The opportunities for bipartisan wins on kidney care go even further. For many kidney patients who use Medicare for their primary coverage, additional Medigap plans to pay for the costs Medicare doesn’t cover on its own — including 20 percent of every dialysis treatment — remain too expensive, so those costs must come out of pocket. Most states do not have adequate protections to ensure those plans are available at affordable rates.

Beyond this, many patients nationwide struggle with simply ensuring their care meets their own individual needs. They are the sole ones responsible for ensuring their primary care doctor, nephrologist, cardiologist, endocrinologist and others are all on the same page concerning which prescriptions and treatments they are recommending — an impossible task even in the best circumstances.

Unfortunately, care coordination services remain unavailable for most patients.

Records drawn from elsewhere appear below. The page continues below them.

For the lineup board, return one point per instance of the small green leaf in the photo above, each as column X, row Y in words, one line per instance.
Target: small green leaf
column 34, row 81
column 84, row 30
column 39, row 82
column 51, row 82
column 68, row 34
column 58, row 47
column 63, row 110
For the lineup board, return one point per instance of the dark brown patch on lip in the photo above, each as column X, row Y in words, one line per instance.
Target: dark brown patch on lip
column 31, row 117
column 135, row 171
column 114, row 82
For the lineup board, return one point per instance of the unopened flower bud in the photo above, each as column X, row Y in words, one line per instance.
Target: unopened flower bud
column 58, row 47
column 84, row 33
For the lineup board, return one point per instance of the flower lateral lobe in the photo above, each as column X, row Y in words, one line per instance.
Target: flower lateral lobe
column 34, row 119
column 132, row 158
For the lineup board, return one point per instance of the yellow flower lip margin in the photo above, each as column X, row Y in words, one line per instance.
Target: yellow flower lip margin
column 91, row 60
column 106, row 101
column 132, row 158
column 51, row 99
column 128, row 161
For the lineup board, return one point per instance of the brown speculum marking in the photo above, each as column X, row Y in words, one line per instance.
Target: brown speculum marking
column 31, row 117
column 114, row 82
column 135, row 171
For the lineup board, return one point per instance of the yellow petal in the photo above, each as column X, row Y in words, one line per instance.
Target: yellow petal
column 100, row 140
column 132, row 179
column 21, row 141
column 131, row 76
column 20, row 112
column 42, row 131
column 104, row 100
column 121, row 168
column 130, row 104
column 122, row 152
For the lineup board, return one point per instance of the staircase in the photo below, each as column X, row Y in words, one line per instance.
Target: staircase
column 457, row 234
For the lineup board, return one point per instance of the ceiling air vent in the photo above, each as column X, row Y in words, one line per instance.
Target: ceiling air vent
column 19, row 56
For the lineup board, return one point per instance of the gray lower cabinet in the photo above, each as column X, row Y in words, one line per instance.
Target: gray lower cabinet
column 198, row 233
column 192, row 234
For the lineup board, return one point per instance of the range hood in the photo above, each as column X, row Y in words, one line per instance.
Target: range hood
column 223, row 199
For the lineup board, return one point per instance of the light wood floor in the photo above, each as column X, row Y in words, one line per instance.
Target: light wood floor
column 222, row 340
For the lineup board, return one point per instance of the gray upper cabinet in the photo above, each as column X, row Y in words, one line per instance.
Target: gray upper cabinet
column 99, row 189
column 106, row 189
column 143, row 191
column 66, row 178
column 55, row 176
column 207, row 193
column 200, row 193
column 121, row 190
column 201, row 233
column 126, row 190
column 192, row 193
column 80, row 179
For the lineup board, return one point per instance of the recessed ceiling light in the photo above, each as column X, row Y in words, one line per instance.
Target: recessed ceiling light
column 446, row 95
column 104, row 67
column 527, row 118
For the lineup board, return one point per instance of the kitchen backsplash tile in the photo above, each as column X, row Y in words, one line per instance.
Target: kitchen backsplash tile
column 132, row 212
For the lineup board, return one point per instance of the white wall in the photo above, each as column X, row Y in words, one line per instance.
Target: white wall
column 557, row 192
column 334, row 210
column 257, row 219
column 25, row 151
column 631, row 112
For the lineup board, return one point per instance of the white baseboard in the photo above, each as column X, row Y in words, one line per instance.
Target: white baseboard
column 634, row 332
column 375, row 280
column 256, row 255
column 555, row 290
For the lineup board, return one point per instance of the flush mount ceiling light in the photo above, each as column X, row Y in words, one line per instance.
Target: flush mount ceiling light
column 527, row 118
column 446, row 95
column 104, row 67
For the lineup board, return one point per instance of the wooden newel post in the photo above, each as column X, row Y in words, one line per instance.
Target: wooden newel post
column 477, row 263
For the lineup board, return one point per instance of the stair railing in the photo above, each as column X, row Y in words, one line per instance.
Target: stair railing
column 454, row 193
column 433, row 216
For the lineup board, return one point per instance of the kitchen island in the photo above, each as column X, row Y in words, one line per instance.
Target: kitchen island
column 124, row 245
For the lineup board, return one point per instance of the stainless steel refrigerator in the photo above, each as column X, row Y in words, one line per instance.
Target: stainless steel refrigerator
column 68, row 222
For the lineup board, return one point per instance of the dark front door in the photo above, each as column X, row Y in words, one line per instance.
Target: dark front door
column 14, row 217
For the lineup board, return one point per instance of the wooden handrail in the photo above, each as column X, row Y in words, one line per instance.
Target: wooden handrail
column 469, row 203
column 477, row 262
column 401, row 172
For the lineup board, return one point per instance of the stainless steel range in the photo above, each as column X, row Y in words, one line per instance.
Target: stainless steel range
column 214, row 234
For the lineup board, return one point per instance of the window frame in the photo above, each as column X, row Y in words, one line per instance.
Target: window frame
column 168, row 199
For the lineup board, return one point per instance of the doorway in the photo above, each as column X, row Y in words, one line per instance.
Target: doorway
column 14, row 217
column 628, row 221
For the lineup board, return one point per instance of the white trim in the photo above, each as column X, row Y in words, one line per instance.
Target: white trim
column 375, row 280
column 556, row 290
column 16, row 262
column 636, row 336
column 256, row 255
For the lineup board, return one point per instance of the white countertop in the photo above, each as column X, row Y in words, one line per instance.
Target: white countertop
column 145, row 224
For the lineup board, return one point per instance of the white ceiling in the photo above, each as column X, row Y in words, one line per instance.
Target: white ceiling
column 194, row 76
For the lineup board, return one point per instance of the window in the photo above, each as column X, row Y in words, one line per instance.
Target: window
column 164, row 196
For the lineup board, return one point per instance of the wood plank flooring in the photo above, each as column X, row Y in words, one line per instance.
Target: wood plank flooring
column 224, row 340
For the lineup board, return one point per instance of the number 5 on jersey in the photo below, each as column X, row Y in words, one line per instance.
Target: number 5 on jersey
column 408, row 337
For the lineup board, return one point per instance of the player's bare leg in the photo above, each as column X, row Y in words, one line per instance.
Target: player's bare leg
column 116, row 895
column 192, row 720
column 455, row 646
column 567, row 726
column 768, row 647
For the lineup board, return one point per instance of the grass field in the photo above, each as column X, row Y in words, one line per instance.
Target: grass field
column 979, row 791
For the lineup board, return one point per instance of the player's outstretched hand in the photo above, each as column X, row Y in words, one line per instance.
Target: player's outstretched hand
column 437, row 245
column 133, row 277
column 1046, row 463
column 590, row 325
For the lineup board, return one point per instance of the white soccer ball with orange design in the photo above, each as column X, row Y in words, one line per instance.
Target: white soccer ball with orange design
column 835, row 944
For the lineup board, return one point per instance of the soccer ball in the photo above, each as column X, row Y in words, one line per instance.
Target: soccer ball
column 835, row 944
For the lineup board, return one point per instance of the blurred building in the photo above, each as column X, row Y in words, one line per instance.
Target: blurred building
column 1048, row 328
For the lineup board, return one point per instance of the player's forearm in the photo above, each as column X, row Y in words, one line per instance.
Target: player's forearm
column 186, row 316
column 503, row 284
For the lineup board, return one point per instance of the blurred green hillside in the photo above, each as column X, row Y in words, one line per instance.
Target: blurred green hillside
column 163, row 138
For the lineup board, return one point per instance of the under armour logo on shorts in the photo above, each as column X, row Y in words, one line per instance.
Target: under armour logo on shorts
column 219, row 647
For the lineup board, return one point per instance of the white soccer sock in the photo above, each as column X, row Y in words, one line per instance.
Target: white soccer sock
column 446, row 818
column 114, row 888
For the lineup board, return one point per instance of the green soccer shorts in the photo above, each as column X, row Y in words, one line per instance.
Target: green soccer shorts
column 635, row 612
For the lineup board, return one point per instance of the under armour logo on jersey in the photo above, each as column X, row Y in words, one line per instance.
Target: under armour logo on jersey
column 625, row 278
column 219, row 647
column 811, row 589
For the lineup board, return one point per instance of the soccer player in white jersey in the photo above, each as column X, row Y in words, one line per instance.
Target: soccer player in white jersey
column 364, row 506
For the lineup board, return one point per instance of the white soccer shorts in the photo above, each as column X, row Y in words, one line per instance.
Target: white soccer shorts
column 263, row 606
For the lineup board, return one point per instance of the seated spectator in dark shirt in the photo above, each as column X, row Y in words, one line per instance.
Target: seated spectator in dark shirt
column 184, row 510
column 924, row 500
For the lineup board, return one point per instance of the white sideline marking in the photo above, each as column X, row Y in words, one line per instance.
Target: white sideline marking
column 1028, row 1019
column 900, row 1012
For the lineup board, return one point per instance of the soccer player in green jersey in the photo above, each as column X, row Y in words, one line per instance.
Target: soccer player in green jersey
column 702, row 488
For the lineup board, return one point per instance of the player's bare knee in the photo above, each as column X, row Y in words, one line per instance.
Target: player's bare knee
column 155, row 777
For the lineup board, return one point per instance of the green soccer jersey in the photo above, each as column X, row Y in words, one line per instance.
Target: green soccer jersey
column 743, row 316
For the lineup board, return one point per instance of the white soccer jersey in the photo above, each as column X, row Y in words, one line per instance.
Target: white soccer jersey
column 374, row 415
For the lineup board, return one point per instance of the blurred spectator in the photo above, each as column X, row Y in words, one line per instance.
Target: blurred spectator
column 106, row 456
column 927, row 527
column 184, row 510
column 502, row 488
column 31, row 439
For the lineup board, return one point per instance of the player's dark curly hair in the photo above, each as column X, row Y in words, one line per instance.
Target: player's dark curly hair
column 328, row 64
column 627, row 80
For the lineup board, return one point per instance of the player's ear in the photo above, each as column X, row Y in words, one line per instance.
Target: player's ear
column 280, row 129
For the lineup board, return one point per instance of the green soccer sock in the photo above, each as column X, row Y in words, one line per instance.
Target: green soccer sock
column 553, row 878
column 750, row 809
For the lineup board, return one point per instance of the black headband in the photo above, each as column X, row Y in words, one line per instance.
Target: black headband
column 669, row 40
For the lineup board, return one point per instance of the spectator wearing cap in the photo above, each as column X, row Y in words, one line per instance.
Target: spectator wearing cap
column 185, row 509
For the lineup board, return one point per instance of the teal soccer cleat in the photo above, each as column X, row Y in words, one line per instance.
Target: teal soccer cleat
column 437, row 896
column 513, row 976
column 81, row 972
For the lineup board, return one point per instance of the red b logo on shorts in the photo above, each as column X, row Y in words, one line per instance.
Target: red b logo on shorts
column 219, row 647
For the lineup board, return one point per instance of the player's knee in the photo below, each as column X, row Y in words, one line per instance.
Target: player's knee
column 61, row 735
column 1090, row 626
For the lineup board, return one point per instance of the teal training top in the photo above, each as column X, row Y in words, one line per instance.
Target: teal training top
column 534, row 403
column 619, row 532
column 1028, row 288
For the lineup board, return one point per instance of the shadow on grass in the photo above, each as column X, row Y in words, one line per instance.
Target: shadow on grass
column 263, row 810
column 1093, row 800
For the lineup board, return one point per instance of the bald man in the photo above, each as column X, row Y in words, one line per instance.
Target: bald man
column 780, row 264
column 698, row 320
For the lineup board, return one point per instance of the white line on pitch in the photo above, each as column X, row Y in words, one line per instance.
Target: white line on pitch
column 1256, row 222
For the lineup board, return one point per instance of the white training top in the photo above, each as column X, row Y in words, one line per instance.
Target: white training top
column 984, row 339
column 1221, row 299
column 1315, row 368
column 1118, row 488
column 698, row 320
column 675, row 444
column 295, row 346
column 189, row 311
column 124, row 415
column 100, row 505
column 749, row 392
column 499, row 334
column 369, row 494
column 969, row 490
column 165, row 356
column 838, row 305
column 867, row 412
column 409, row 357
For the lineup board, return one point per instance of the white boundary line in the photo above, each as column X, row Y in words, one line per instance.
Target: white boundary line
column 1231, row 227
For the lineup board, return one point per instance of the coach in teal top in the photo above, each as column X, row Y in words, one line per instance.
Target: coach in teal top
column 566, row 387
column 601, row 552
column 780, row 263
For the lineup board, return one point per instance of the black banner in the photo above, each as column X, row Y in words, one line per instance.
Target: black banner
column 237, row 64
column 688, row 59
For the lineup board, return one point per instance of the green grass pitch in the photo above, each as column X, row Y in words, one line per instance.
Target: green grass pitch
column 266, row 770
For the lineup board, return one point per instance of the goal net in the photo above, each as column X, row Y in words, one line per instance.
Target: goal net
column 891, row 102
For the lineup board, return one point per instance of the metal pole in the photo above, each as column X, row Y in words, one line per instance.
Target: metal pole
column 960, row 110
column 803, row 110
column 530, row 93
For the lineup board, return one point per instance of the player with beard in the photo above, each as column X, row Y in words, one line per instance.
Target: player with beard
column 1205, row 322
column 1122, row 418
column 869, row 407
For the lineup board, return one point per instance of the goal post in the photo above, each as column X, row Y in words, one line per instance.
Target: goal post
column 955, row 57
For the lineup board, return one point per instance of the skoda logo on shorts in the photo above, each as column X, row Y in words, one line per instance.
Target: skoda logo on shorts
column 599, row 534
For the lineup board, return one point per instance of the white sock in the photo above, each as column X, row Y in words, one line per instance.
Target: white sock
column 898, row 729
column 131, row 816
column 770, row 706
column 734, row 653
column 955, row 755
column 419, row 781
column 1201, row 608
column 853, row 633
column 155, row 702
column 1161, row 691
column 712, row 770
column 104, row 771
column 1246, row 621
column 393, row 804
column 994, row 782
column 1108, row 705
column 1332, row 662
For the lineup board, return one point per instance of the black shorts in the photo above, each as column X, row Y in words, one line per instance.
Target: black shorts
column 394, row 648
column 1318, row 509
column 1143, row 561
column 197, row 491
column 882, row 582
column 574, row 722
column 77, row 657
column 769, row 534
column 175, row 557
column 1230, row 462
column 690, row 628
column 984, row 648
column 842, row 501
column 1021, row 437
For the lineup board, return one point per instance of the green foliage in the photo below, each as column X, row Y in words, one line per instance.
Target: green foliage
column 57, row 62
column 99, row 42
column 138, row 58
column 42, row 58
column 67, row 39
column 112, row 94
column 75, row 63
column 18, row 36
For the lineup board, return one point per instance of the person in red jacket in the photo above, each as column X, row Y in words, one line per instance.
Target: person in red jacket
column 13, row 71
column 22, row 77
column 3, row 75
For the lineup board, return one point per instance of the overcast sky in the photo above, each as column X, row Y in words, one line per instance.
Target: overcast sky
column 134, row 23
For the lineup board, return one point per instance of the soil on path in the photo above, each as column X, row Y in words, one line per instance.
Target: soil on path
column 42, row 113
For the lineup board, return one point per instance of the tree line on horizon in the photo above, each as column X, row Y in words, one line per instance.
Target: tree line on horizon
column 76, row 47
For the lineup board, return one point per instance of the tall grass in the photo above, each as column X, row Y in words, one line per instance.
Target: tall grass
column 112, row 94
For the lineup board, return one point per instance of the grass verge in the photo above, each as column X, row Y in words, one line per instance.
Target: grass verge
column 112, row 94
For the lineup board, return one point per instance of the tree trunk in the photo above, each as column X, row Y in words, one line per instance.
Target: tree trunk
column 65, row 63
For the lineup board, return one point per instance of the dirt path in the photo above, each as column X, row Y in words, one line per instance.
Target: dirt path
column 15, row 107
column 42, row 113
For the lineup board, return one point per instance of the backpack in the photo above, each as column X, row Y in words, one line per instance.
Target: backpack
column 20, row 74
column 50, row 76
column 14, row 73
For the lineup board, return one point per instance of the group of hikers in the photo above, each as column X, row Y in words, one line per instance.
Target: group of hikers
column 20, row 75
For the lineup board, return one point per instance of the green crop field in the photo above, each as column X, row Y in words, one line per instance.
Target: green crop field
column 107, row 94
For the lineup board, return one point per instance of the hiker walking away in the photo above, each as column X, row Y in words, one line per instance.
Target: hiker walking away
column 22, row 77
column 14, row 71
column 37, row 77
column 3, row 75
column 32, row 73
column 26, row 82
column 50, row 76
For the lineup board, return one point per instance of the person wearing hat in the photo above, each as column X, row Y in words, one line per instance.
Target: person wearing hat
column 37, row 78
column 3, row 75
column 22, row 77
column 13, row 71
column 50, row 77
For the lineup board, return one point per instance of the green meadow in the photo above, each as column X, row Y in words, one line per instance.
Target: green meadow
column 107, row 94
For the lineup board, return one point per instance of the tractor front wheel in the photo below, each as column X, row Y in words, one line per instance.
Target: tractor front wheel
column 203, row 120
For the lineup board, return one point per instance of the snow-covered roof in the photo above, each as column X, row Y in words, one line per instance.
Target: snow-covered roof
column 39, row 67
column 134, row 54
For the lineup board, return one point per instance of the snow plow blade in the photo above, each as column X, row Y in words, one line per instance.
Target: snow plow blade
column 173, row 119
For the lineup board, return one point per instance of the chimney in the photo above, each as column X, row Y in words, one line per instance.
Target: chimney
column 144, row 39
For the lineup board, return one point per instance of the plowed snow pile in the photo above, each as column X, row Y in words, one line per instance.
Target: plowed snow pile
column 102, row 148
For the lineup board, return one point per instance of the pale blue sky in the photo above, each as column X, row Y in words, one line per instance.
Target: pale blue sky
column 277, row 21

These issues can be fixed with the proper legislation, and all of them have traditionally enjoyed strong bipartisan support. For a Congress searching for ways to work together in a fiercely divided environment, providing Americans with kidney disease with the help they need is the perfect opportunity to come together for a common cause.

Dr. David Bernstein is an expert in value-based healthcare transformation. He is currently a resident physician at the Harvard Combined Orthopaedic Residency Program at Massachusetts General Hospital, Brigham and Women’s Hospital, Beth Israel Deaconess Medical Center, and Boston Children’s Hospital. He wrote this for InsideSources.com.